Девушка, доверившись мне, с усилием выдала:
— Мистер… Брэдли… был пьяный.
«Ничего себе оправданьице», — с отвращением подумала я и пожалела, что Алекса Брэдли нет сейчас в этой комнате. Я бы высказала ему все, что я думаю о его мерзкой душонке. Может быть, и не только высказала. Окажись он в эти минуты здесь, я не ограничилась бы словами… Тетя Мэгги как-то сказала, что свадебная ночь была похожа на сатанинский шабаш, дьявольское наваждение. Она была права. Но теперь я не сомневалась, что пьяный Алекс в поисках острых ощущений встретил эту несчастную девушку, сознание которой все еще блуждало в закоулках детства, а нежное тело наливалось соками расцветающей юности.
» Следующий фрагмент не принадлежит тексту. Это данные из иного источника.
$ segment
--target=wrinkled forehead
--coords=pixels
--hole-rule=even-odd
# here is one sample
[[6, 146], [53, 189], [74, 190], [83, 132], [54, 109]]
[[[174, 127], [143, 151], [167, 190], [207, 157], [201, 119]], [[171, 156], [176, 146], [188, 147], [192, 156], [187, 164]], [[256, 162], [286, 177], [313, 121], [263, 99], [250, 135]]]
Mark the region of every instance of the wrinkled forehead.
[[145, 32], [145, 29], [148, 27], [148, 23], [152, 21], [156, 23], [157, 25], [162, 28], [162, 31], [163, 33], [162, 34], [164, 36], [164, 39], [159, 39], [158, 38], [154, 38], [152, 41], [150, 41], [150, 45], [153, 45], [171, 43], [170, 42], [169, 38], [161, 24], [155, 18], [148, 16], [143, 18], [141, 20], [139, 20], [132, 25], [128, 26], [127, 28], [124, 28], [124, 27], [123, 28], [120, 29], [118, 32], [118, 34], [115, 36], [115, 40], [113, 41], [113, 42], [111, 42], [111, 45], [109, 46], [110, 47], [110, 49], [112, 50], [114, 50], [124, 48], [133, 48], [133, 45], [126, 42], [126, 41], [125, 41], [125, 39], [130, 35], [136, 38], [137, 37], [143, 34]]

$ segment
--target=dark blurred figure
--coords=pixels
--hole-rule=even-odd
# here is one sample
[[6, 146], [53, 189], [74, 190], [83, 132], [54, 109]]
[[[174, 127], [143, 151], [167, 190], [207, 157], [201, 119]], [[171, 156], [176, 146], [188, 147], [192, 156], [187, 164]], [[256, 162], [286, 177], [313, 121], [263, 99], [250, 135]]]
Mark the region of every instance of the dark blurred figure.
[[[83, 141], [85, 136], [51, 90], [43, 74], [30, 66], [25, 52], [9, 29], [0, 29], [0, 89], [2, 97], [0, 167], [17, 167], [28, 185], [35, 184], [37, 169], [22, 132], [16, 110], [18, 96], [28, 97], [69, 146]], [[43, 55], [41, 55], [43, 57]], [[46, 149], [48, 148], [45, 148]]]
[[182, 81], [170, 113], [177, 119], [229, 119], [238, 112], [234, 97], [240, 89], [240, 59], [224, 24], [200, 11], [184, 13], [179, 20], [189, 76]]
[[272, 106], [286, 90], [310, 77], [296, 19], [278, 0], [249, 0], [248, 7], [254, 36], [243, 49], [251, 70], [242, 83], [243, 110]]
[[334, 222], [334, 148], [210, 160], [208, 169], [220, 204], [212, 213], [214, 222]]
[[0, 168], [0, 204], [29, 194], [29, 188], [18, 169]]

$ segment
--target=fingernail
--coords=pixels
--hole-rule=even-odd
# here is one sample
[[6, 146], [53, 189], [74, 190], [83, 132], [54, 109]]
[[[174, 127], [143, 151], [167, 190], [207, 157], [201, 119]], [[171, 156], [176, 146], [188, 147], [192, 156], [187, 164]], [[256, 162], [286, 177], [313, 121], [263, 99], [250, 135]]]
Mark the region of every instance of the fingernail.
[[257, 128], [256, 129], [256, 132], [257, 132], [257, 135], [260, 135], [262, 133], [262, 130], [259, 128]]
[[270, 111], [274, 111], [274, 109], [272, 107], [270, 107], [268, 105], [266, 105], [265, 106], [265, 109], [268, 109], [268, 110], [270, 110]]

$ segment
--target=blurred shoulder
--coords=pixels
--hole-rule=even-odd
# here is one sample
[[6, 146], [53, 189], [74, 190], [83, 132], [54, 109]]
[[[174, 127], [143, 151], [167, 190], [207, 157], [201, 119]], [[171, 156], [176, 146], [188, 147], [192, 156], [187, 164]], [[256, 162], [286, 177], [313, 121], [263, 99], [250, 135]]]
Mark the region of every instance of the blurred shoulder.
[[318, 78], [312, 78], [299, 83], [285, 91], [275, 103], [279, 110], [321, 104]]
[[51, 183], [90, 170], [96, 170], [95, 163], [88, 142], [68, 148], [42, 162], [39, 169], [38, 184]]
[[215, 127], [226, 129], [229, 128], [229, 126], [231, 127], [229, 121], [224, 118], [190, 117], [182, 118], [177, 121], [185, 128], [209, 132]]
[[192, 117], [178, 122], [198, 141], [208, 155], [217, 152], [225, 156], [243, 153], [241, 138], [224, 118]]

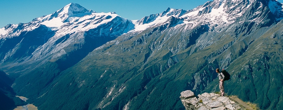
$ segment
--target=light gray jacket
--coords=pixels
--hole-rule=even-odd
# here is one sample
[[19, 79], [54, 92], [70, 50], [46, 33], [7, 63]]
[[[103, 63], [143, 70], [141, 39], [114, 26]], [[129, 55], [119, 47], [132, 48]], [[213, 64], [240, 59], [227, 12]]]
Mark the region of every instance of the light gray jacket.
[[222, 72], [218, 73], [218, 78], [219, 78], [219, 80], [221, 79], [224, 79], [225, 78], [225, 76], [223, 74]]

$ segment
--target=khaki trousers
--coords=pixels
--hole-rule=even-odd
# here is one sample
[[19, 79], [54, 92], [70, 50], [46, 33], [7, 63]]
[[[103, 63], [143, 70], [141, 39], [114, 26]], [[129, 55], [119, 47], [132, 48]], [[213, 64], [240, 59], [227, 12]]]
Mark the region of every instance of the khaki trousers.
[[220, 89], [221, 96], [224, 96], [224, 81], [219, 81], [219, 89]]

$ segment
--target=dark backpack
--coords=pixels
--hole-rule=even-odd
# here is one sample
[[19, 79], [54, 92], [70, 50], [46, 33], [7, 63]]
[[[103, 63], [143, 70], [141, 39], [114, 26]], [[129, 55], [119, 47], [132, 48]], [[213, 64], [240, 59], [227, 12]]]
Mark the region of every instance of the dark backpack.
[[228, 72], [227, 72], [226, 70], [224, 69], [222, 69], [222, 71], [221, 71], [221, 72], [222, 73], [223, 73], [223, 75], [224, 75], [224, 76], [225, 76], [225, 78], [224, 79], [223, 81], [228, 80], [230, 79], [230, 77], [231, 76], [230, 76], [230, 74], [229, 74]]

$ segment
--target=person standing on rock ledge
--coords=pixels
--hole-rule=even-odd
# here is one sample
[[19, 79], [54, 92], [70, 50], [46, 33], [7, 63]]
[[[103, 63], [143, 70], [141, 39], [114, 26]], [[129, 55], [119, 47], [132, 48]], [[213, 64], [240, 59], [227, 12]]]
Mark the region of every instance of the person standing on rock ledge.
[[225, 76], [223, 73], [220, 72], [219, 68], [216, 68], [216, 73], [218, 74], [218, 78], [219, 78], [219, 89], [220, 89], [220, 93], [221, 96], [224, 96], [224, 79]]

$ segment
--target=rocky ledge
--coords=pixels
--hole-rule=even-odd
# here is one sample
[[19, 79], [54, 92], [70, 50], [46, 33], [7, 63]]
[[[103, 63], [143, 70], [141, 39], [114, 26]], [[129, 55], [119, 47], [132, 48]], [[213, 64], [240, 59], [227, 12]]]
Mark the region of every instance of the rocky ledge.
[[231, 99], [214, 93], [205, 93], [196, 96], [188, 90], [181, 92], [180, 98], [187, 110], [246, 109]]

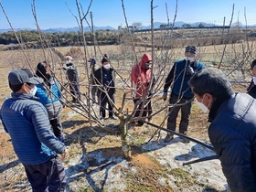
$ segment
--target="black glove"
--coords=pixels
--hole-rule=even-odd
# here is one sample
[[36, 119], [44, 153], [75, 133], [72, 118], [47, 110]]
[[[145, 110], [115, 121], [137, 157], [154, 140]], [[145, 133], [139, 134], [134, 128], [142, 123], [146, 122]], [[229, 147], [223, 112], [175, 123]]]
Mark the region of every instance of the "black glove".
[[186, 74], [187, 75], [194, 75], [195, 71], [193, 69], [193, 68], [191, 66], [187, 66], [187, 69], [186, 69]]
[[164, 101], [166, 101], [166, 99], [167, 99], [167, 92], [164, 92], [162, 98], [163, 98]]

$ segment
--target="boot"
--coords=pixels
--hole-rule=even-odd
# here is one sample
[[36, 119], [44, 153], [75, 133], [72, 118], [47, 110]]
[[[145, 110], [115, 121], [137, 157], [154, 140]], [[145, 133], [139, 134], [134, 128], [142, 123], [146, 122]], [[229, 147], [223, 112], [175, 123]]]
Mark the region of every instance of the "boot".
[[[182, 133], [182, 134], [184, 134], [186, 136], [187, 135], [187, 131], [185, 131], [184, 133]], [[186, 138], [183, 138], [183, 137], [181, 137], [181, 139], [184, 141], [185, 144], [188, 144], [190, 142], [189, 139], [186, 139]]]

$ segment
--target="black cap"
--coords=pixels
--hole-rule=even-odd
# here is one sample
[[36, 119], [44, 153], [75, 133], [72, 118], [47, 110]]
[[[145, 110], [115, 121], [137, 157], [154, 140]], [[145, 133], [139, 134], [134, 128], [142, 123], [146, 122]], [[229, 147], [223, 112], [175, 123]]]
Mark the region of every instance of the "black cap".
[[[28, 75], [27, 72], [30, 74]], [[30, 76], [31, 74], [32, 77]], [[11, 71], [8, 75], [8, 80], [10, 85], [19, 85], [26, 82], [37, 85], [42, 82], [42, 80], [33, 76], [33, 73], [29, 69], [15, 69]]]

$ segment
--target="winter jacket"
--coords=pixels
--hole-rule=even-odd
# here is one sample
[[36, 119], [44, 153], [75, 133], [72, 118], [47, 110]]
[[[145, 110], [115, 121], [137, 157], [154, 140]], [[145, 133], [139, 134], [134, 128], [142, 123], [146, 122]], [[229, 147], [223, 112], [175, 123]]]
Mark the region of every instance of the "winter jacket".
[[37, 85], [36, 97], [39, 98], [38, 101], [46, 107], [49, 120], [53, 120], [58, 118], [62, 112], [62, 104], [59, 101], [62, 95], [59, 83], [55, 83], [52, 79], [49, 82], [49, 87], [47, 87], [44, 83]]
[[74, 63], [68, 63], [63, 67], [63, 69], [67, 71], [68, 79], [70, 82], [79, 81], [79, 73], [77, 66]]
[[32, 94], [12, 93], [0, 111], [4, 128], [20, 162], [37, 165], [63, 154], [65, 145], [53, 134], [45, 107]]
[[248, 94], [250, 94], [251, 97], [256, 99], [256, 85], [254, 85], [253, 81], [251, 82], [251, 85], [248, 88]]
[[[106, 76], [110, 77], [108, 85], [104, 82]], [[112, 95], [115, 93], [115, 72], [112, 68], [110, 69], [105, 69], [103, 67], [101, 67], [95, 70], [94, 77], [96, 84], [100, 85], [98, 89], [98, 94], [104, 92], [103, 89], [107, 87], [110, 87], [107, 90], [108, 94]]]
[[[140, 62], [133, 67], [131, 74], [132, 88], [134, 89], [133, 91], [133, 98], [140, 98], [144, 95], [147, 91], [147, 88], [151, 81], [151, 69], [145, 69], [145, 64], [152, 60], [151, 55], [145, 53], [143, 55]], [[155, 80], [153, 77], [153, 86], [155, 83]]]
[[215, 101], [208, 136], [232, 192], [256, 191], [256, 100], [247, 93]]
[[[172, 83], [172, 92], [176, 95], [183, 95], [185, 98], [193, 98], [194, 94], [191, 91], [191, 88], [187, 84], [187, 81], [190, 80], [191, 75], [187, 74], [186, 69], [188, 62], [185, 59], [178, 60], [175, 62], [171, 71], [169, 72], [165, 87], [164, 91], [167, 92], [169, 87]], [[196, 60], [190, 65], [195, 72], [198, 72], [200, 69], [205, 68], [205, 65]]]

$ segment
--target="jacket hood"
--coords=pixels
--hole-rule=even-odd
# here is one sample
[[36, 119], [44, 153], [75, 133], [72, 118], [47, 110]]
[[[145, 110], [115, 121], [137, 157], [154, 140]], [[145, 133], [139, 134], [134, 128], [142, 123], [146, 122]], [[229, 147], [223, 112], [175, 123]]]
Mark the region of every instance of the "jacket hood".
[[152, 60], [152, 57], [149, 53], [145, 53], [143, 55], [141, 61], [139, 65], [141, 66], [142, 69], [144, 69], [145, 68], [145, 63], [147, 63], [149, 60]]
Той ночью Алекс Брэдли увидел во Франни прекрасную добычу для удовлетворения своей грязной неутолимой похоти. У меня не оставалось и тени сомнений, что развратник пытался изнасиловать беззащитную Франни, которая прибежала ночью, чтобы посмотреть танцы.
По всей видимости, бабушка вовремя заподозрила неладное. Подозрения, вероятно, усилились, когда Франни хотела увильнуть от визита к врачу, но скорее всего девушка боялась не за себя. Она страшилась даже мысли о том, что Дэви Маквей узнает, кто был ее обидчиком. В глубине души Франни, видимо, решила: сохраняя тайну, она тем самым оберегает Дэви Маквея. Вспоминая столкновение мужчин на дворе фермы, я сама допускала, что, знай Дэви Маквей всю правду о случившемся, он мог бы убить Алекса Брэдли. Хотя, думается, он смутно догадывался о возможном преступлении пьяного распутника. И эта благородная девушка, несмотря на свою недоразвитость, упорно скрывала истину из-за своей любви к владельцу Лаутербека.
Но почему она так любила Дэви Маквея?
И тут в моем сознании снова прозвучал подлый вопрос Флоры Клеверли: «Может быть, это ты ударял за ее мамочкой?» Меня охватило ревнивое чувство. Я начала пристрастно изучать черты лица Франни, пытаясь обнаружить хоть малейшее сходство с Маквеем, но так и не смогла найти ничего общего. Тем не менее их внешняя «непохожесть» еще не доказывала отсутствия кровных уз между ней и человеком, которого она так беззаветно любила.
«Только не говорите Дэви».
Я так глубоко задумалась, что на мгновение отрешилась от всего: слова Франни вернули меня на землю.
— Да, да, конечно. Мы ничего ему не скажем, тебе не следует беспокоиться, — заверила я девушку.
— Вы разрешите мне сейчас забрать мои книги? — голосок Франни звучал умиротворенно.
— Да, пожалуйста. Дорогу ты знаешь сама.
Поднявшись с кресла, она побежала к выходу, но, прежде чем уйти, радостно сказала:
— Бабушка говорит, что я могу держать свои книги дома.
Мы с тетей Мэгги, шутя, отвесили Франни глубокий старомодный поклон.
— Похоже, в душе у бабушки произошли достойные уважения перемены, — чопорно изрекла тетя Мэгги.
— Возможно.
— Как ты думаешь почему?
— А как думает умнейшая из женщин? — польстила я тетушке.
— Мне кажется, видавшая виды бабушка подозревала, что бедная девушка беременна. Но, свозив ее на обследование, она убедилась в непорочности Франни, и сердце жестокой старухи смягчилось.